Though newspapers at the time claimed the Maine was sunk by a Spanish torpedo, evidence exists that an internal explosion was responsible.

"Historians aren't clear (on what was responsible) and it will probably never be completely resolved," Campbell told an "Inside Media" audience in the Newseum broadcast studio on Sunday, Feb. 15. "It remains one of the most interesting and unresolved questions in military history."

Also unresolved, said Campbell, is the role newspapers -- particularly William Randolph Hearst's New York Journal and Joseph Pulitzer's New York World -- played in starting the war.

"Some historians, including Hearst's most recent biographer, believe that the press was responsible for starting the war," Campbell said. "Others say the press didn't cause the insurrection and may have mirrored rather than led events. I tend to think the power of the media is overstated in this case."

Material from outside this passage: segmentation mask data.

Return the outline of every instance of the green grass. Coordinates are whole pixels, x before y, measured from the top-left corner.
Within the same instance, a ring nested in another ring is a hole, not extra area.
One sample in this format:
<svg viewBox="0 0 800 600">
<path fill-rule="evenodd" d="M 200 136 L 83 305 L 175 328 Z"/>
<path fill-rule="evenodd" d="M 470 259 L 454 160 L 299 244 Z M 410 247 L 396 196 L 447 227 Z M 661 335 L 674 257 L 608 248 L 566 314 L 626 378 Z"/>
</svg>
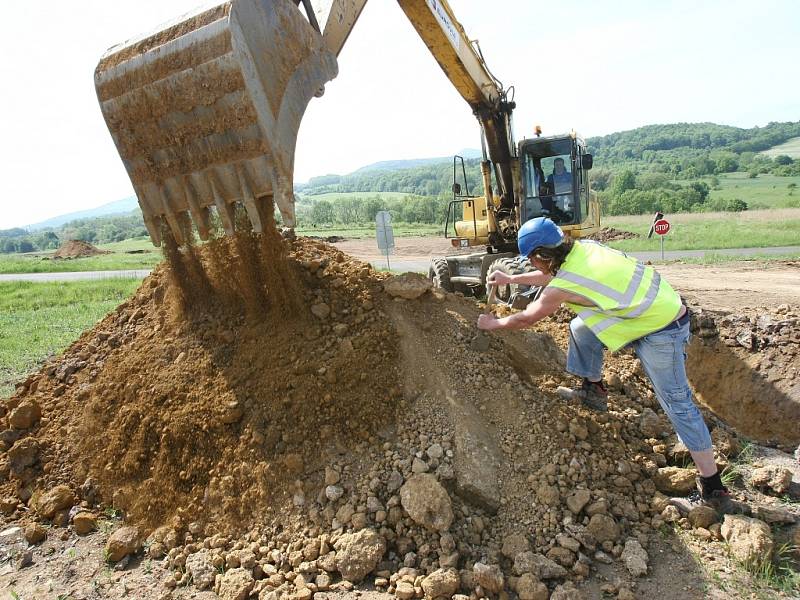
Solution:
<svg viewBox="0 0 800 600">
<path fill-rule="evenodd" d="M 394 237 L 419 237 L 442 235 L 442 225 L 423 223 L 392 223 Z M 338 235 L 348 239 L 375 237 L 375 225 L 331 226 L 331 227 L 298 227 L 297 235 L 328 237 Z"/>
<path fill-rule="evenodd" d="M 0 397 L 128 298 L 136 279 L 0 283 Z"/>
<path fill-rule="evenodd" d="M 739 254 L 721 254 L 719 252 L 707 252 L 699 258 L 681 258 L 678 260 L 664 261 L 665 263 L 681 263 L 688 265 L 720 265 L 731 262 L 758 262 L 767 261 L 786 261 L 800 259 L 800 252 L 795 254 L 749 254 L 747 256 Z"/>
<path fill-rule="evenodd" d="M 764 152 L 761 154 L 766 154 L 767 156 L 771 157 L 778 156 L 779 154 L 785 154 L 786 156 L 791 156 L 792 158 L 800 158 L 800 137 L 792 138 L 782 144 L 773 146 L 769 150 L 764 150 Z"/>
<path fill-rule="evenodd" d="M 715 250 L 800 245 L 800 209 L 744 211 L 741 213 L 681 213 L 667 215 L 672 229 L 665 250 Z M 611 242 L 626 252 L 657 251 L 658 236 L 647 239 L 651 215 L 604 217 L 604 227 L 638 233 L 641 237 Z"/>
<path fill-rule="evenodd" d="M 709 200 L 738 198 L 747 202 L 750 210 L 800 207 L 800 190 L 791 192 L 789 189 L 790 183 L 800 188 L 800 177 L 759 175 L 750 179 L 747 173 L 727 173 L 719 175 L 718 179 L 720 189 L 711 190 Z"/>
<path fill-rule="evenodd" d="M 327 194 L 316 194 L 316 195 L 306 195 L 303 193 L 298 194 L 300 197 L 300 201 L 317 201 L 317 200 L 338 200 L 340 198 L 374 198 L 375 196 L 386 199 L 386 200 L 396 200 L 398 198 L 405 198 L 410 196 L 412 198 L 418 198 L 416 194 L 409 194 L 406 192 L 329 192 Z"/>
<path fill-rule="evenodd" d="M 128 271 L 151 269 L 163 258 L 161 250 L 150 243 L 150 238 L 136 238 L 111 244 L 101 244 L 101 254 L 87 258 L 53 260 L 52 252 L 29 254 L 0 254 L 0 273 L 63 273 L 66 271 Z M 136 254 L 130 252 L 135 251 Z M 143 251 L 143 252 L 140 252 Z"/>
</svg>

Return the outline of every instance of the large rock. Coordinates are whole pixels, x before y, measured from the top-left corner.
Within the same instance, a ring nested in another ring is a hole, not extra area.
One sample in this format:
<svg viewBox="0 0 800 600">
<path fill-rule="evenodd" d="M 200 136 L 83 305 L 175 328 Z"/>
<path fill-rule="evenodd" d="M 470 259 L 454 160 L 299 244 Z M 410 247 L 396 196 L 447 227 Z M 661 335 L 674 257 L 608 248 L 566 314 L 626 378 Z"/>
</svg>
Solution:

Certainly the media played a part. Hearst and Pulitzer were locked in a vicious circulation war and Hearst told an illustrator stationed in Havana in 1897, "You furnish the pictures, and I'll furnish the war."

The battle for circulation gave rise to the style of journalism known as "yellow journalism." But Campbell said yellow "journalism," like the Spanish-American War, is misunderstood.

"'Yellow journalism' has become a sneer word around the world as a synonym for sensationalism, but on closer inspection, 'yellow journalism' is much more than that," he said.

Campbell said such common newspaper characteristics as large headlines, increased use of photos and illustrations, the Sunday comics, and even the large Sunday paper are direct descendants of "yellow journalism."

"It was also the basis of investigative journalism," said Campbell, now in his first year of teaching journalism at American University after completing The Freedom Forum's Ph.D. Program for Journalists. "We can find many of the roots of journalism in the 20th century in the 'yellow journalism' period of 100 years ago."